İnsan Davranışı Ve Sosyal Çevre 2 Deneme Sınavı Sorusu #446948
Türkiye’de hak temelli sakatlık politikasını geliştirilmesinin önündeki belki de en büyük engel aşağıdakilerden hangisidir?
Erişebilirlik |
Biyopsikososyal model |
Toplumsal Temsil |
Bağımsız Yaşam Olgusu |
Özürlüler Yasası |
Erişilebilirlik: En yalın hâliyle erişilebilirlik; herkesin tüm hak ve hizmetlerden eşit koşullarda, bağımsız bir şekilde faydalanabilmesinin, yaşamın tüm alanlarına tam ve etkin katılabilmesinin stratejik ve vazgeçilmez enstrümanıdır. “biyopsikososyal” model olarak bilinen, sakatlığın tıbbi ve sosyal yaklaşımlarının bir sentezini cisimlestirmektedir. Sakatlanmanın her boyutu bireyin içsel özellikleri ile o insanın sosyal ve fiziki çevresi arasında bir etkilesim olarak kavramsallaştırılmaktadır.

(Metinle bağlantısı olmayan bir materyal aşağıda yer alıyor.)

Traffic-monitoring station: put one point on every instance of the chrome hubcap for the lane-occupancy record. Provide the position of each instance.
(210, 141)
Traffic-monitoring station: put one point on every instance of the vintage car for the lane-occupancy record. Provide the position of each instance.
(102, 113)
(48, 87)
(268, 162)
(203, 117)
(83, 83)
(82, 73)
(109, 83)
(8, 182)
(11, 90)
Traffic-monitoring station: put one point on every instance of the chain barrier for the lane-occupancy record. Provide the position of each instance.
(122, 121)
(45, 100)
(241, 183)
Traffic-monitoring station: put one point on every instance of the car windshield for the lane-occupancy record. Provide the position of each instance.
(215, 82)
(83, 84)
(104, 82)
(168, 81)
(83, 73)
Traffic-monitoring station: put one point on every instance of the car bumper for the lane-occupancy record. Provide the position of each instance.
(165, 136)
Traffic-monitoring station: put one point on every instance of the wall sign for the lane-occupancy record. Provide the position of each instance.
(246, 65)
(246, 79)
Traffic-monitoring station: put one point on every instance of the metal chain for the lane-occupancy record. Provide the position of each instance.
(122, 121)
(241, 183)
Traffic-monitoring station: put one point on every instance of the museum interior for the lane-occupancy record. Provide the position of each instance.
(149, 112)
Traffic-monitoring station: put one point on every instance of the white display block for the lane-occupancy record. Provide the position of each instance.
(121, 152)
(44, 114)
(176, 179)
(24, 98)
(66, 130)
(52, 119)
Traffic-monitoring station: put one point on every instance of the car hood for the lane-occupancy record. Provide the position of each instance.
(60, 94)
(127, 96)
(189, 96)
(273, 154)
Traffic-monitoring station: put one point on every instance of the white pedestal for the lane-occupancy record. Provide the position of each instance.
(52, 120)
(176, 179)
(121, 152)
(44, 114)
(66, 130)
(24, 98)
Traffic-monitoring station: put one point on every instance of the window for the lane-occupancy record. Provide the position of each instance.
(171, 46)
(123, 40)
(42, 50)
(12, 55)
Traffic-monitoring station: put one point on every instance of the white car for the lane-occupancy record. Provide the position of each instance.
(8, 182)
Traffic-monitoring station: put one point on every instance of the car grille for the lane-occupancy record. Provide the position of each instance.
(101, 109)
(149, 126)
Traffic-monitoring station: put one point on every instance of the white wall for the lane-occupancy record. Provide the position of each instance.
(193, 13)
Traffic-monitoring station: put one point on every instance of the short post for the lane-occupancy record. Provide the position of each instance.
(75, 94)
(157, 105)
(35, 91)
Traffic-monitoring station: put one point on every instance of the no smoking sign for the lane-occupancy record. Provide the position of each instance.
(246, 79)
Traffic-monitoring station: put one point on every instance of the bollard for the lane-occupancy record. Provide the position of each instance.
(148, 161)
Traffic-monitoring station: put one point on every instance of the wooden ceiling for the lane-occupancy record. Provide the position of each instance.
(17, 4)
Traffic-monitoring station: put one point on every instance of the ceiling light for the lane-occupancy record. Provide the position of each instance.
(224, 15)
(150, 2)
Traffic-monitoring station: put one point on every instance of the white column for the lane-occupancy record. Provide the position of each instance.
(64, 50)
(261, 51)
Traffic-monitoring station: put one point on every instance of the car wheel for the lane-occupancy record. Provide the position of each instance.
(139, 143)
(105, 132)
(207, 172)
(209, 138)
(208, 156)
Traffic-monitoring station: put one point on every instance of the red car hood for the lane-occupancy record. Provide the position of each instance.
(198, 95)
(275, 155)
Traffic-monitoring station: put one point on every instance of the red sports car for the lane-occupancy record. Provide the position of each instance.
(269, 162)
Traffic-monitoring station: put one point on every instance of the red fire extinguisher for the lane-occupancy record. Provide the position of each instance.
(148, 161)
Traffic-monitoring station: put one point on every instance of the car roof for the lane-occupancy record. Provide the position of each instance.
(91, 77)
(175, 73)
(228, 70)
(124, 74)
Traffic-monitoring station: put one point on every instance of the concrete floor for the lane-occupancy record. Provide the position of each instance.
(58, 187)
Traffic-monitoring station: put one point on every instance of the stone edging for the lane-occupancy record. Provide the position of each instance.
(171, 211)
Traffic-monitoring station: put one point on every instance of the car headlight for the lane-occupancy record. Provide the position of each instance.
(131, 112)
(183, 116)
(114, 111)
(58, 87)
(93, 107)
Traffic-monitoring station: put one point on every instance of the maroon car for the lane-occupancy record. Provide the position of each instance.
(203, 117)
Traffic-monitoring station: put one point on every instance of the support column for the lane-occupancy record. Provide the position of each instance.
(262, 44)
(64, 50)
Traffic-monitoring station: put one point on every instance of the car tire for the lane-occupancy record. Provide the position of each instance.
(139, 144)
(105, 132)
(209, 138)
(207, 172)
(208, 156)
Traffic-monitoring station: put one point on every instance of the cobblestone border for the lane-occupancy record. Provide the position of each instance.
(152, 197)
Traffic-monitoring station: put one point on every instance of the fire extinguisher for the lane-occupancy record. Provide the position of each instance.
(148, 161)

Türkiye’de hak temelli sakatlık politikasını geliştirilmesinin önündeki belki de en büyük engel, sakatlığın toplumsal temsilidir. Bir felâket olarak görülen ve dolayısıyla acıma ve yardımla kuşatılan bu temsil, medya tarafından da yeniden üretilmektedir. Böyle bir algıyı sakatların da paylaştığı bir kültürel iklimde, sakat kişilerin olumlu bir sakat kimliği geliştirmesi ve hak mücadelesi vermesi oldukça zordur. Batıda sakat kişilerin “bağımsız yaşam” taleplerinin aksine, Türkiye’de sakatlar ailelerine, aileleri içinde de özellikle kadınlara bağımlı yaşamaktadırlar. Buna ek olarak, Türkiye’de sakat kişilerin sosyoekonomik zorluklar içinde yaşaması da sakatlığın siyasallaştırmasını zorlaştırmaktadır Sakat kişilere yönelik ilk siyasi girişim olarak 1997 yılında Başbakanlığa bağlı Özürlüler İdaresi Başkanlığı kurulmuş, ancak maalesef bu başkanlık daha sonra Aile ve Sosyal Politikalar Bakanlığı altında bir genel müdürlüğe dönüştürülmüştür. Diğer bir siyasi gelişme 2005 yılında ilk defa “Özürlüler Yasası” çıkarılmasıdır. Bunlar olumlu gelişmeler de olsa, bu gelişmelere, sakatlığa ait sosyal yardım bakışının yön verdiğini belirtmek gereklidir.